Best practices, distilled from empirical results and failure analyses (Ji et al., 19 Nov 2025, An et al., 21 Aug 2025):

Enumerate and pre-approve all tool dependencies before execution; use explicit DAGs for agent workflows.
Isolate planning and execution phases to prevent propagation of attacker payload post-planning.
Fuse structural (programmatic) with probabilistic (ML/LLM-based) checks for redundancy.
Monitor latent vulnerabilities and adapt scheduling/instance selection dynamically (SIDMD model).
Quantitatively benchmark utility, ASR, and latency/token overheads using public benchmark suites (e.g., AgentDojo).

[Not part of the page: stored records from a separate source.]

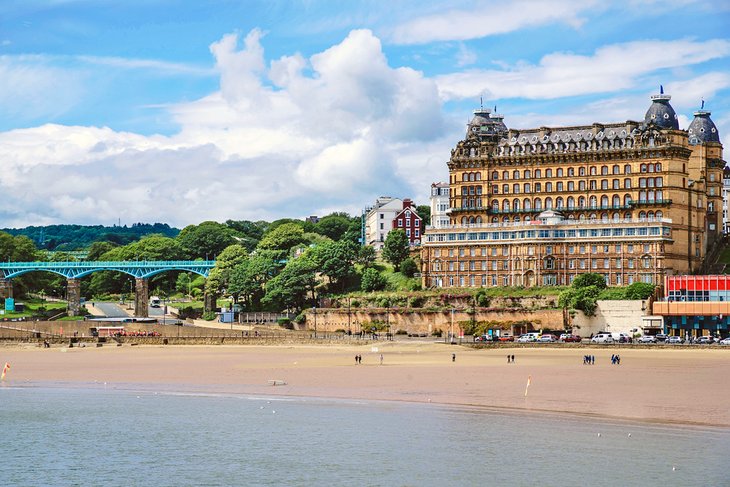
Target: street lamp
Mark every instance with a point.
(314, 311)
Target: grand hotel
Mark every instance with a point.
(634, 201)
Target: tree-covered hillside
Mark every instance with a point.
(79, 237)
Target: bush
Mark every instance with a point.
(408, 267)
(372, 280)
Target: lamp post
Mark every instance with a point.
(314, 311)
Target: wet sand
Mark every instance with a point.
(682, 385)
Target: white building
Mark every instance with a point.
(725, 198)
(379, 220)
(439, 205)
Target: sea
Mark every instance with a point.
(79, 436)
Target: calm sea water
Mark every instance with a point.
(64, 436)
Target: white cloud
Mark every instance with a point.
(489, 18)
(292, 137)
(610, 69)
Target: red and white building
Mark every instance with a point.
(409, 221)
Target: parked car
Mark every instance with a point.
(602, 338)
(568, 337)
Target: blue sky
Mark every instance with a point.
(182, 111)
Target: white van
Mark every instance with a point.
(602, 338)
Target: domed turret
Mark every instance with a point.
(661, 113)
(702, 129)
(484, 124)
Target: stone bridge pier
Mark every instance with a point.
(73, 296)
(6, 288)
(142, 297)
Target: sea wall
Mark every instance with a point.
(612, 317)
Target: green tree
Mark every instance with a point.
(336, 260)
(408, 267)
(282, 238)
(372, 280)
(589, 279)
(293, 286)
(205, 240)
(366, 256)
(396, 248)
(333, 226)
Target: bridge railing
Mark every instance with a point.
(115, 263)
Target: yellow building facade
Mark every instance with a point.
(633, 201)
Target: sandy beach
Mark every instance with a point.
(683, 385)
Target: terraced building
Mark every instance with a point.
(634, 201)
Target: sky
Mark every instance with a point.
(181, 112)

The following table concisely collates common intervention paradigms and representative frameworks:

Paradigm	Example Frameworks	Distinguishing Feature
System Design	IPIGuard (An et al., 21 Aug 2025), CaMeL	Graph- or IFC-based structural isolation
Detection	MELON (Zhu et al., 7 Feb 2025), LlamaFW	Masked re-execution, classifier guards
Policy Enforcing	Progent	DSL/firewall for declarative constraints
Mimic Defense	SIDMD (Fu et al., 2022)	Spatiotemporal redundancy, input-aware
Data-centric	Redactor (Heo et al., 2022)	Targeted, individualized data poisoning

6. Extensions, Open Challenges, and Future Directions

Current IPI-centric defense frameworks emphasize structural and pipeline-level rigor; nonetheless, open questions remain regarding scalability to text-only, non-tool-based payloads (An et al., 21 Aug 2025), formal non-interference proofs for agent architectures, and automated generation/validation of wide-scope security policies (Ji et al., 19 Nov 2025).

Further research aims to combine hybrid defenses—incorporating adversarial training with structural payloads, formal taint tracking at parameter granularity, and auto-policy synthesis with human-in-the-loop validation—to address the remaining gaps in robustness and utility tradeoffs.

Empirical and theoretical progress in this area is anticipated to inform the next generation of secure, usable, and broadly generalizable IPI-centric defense frameworks, relevant both for AI-agent deployment and for critical cyber-physical infrastructure resilience.